Posted by Joe Cimoch [172.68.65.225] on Monday, January 08, 2018 at 14:23:55 :
Welcome to Forum #533
Deputy Game Warden Orville Mayer drops off hay for deer herds near the east end of Casper Mountain, January 1949. The Wyoming Game and Fish Department began emergency feeding of deer, elk and antelope early in January and continued through early March. Casper College Western History Center.

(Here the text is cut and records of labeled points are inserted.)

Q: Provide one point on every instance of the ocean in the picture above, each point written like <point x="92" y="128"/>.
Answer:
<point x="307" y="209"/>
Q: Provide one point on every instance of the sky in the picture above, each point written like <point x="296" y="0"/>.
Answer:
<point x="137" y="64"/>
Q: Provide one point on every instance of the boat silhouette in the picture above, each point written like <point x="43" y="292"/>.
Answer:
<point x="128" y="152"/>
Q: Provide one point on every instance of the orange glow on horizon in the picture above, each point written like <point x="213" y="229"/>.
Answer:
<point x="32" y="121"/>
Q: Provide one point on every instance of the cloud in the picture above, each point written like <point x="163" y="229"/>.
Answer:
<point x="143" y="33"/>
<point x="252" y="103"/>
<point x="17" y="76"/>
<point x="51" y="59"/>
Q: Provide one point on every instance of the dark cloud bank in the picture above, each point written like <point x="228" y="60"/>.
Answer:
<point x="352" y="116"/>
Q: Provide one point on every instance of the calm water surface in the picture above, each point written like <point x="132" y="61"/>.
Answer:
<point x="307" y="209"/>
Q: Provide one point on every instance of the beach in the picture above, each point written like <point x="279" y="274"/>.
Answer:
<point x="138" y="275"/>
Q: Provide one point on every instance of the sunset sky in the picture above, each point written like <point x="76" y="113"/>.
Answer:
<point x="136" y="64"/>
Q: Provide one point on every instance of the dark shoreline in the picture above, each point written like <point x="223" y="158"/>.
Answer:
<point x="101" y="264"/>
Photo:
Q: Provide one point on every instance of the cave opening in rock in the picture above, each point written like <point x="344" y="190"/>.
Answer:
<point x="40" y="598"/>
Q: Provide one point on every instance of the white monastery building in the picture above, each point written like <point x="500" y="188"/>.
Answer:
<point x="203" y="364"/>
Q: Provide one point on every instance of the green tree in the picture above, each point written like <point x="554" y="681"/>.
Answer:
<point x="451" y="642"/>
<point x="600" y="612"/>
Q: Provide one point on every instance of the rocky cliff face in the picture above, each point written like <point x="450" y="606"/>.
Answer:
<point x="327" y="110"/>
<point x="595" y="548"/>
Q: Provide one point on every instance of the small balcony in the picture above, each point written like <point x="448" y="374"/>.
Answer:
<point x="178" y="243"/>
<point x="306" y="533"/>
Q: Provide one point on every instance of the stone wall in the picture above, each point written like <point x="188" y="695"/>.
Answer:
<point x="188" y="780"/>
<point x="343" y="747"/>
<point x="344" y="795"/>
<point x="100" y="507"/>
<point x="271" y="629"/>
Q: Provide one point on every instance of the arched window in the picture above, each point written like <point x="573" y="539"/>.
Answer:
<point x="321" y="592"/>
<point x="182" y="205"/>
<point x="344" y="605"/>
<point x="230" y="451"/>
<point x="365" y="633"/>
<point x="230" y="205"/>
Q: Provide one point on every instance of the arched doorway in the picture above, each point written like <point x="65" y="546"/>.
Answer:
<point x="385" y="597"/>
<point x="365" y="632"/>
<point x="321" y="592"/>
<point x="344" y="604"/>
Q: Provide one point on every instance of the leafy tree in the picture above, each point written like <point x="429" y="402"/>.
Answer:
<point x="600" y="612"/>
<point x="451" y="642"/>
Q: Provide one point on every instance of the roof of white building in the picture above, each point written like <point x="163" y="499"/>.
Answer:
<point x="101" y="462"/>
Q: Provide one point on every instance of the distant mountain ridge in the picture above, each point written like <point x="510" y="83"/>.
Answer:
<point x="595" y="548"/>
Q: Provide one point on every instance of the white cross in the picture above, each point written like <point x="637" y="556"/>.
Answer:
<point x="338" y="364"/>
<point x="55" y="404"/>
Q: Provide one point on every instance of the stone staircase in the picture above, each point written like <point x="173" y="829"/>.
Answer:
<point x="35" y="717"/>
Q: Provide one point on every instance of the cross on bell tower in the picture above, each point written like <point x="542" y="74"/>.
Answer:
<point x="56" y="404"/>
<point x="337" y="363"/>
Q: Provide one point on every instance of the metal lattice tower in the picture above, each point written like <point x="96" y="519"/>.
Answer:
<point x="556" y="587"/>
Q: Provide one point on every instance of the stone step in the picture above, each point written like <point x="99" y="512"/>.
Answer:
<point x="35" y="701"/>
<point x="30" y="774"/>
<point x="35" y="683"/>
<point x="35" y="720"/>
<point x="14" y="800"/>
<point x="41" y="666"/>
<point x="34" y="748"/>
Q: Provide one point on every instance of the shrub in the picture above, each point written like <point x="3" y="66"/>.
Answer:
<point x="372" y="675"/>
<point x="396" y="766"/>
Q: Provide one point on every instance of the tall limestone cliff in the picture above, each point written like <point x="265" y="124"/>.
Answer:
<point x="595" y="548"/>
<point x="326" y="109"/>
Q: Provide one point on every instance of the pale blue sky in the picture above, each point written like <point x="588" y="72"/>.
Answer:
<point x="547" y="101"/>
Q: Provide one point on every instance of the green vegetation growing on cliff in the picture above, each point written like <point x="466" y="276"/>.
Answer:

The Notorious Blizzard of 1949, "started on Sunday Jan. 2, 1949 and proved the worst of the century. The first storm would be followed by two more months of snow and bitter cold. The National Weather Service eventually reported 12 people dead in Wyoming after the first storm." ..."Operation Haylift began on January 28, when the U.S. Air Force flew a total of about 550 tons of hay from Marshall Field, Kan., and La Junta, Colo., to Casper. Feed was also delivered to other parts of Wyoming, with bales sometimes dropped on the range near stranded cattle and sometimes delivered to towns for convoy to isolated ranches. The Wyoming Game and Fish Department began emergency feeding of deer, elk and antelope in early January and continued through the first part of March. About 21,000 animals were given hay, cottonseed cake and alfalfa pellets. Sometimes hay bales were delivered on a toboggan that men pulled by hand because roads were impassable for vehicles. Game birds were also fed corn and small grain."